Pre-training ESM-2
Pre-trained checkpoints for ESM-2 are available at the 8M, 650M, and 3B model sizes. These models were trained by the BioNeMo Framework team to reproduce the original training results from Lin et al., Science (2023), with more recent UniProt data and leveraging the BioNeMo training infrastructure. The full pre-training data and train/test splits are available.
Model Convergence
Validation perplexity evaluated on the NVIDIA validation set.
Model Size | Perplexity at 500K Updates |
---|---|
8M | 10.26 |
650M | 7.14 |
3B | 6.42 |
Pre-training Recipes
esm2_8m_ckpt_path = load("esm2/8m:2.0")
Training Script
Training Parameters | Value |
---|---|
# of GPUs | 32 |
GPU Type | A100 |
Batch Size (per device) | 64 |
train_esm2 \
--create-tensorboard-logger \
--resume-if-exists \
--wandb-project=<wandb-project-name> \
--save-top-k=10 \
--train-cluster-path=/data/train_clusters.parquet \ # (1)!
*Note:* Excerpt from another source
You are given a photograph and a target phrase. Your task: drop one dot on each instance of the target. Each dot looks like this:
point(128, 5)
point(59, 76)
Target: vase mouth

--train-database-path=/data/train.db \
--valid-cluster-path=/data/valid_clusters.parquet \
--valid-database-path=/data/validation.db \
--num-steps=500_000 \
--metric-to-monitor-for-checkpoints=val_loss \
--micro-batch-size=64 \
--num-nodes=4 \
--num-gpus=8 \
--val-check-interval=10000 \
--limit-val-batches=1.0 \
--result-dir=/results/esm2_pretrain_8m \
--experiment-name=esm2_pretrain_8m \
--num-layers=6 \
--hidden-size=320 \
--num-attention-heads=20 \
--ffn-hidden-size=1280;
- Paths here must be mounted into the
bionemo-framework
docker image.
esm2_650m_ckpt_path = load("esm2/nv_650m:2.1")
Training Script
Training Parameters | Value |
---|---|
# of GPUs | 64 |
GPU Type | H100 |
Batch Size (per device) | 32 |
train_esm2 \
--create-tensorboard-logger \
--resume-if-exists \
--wandb-project=<wandb-project-name> \
--save-top-k=10 \
--train-cluster-path=/data/train_clusters.parquet \ # (1)!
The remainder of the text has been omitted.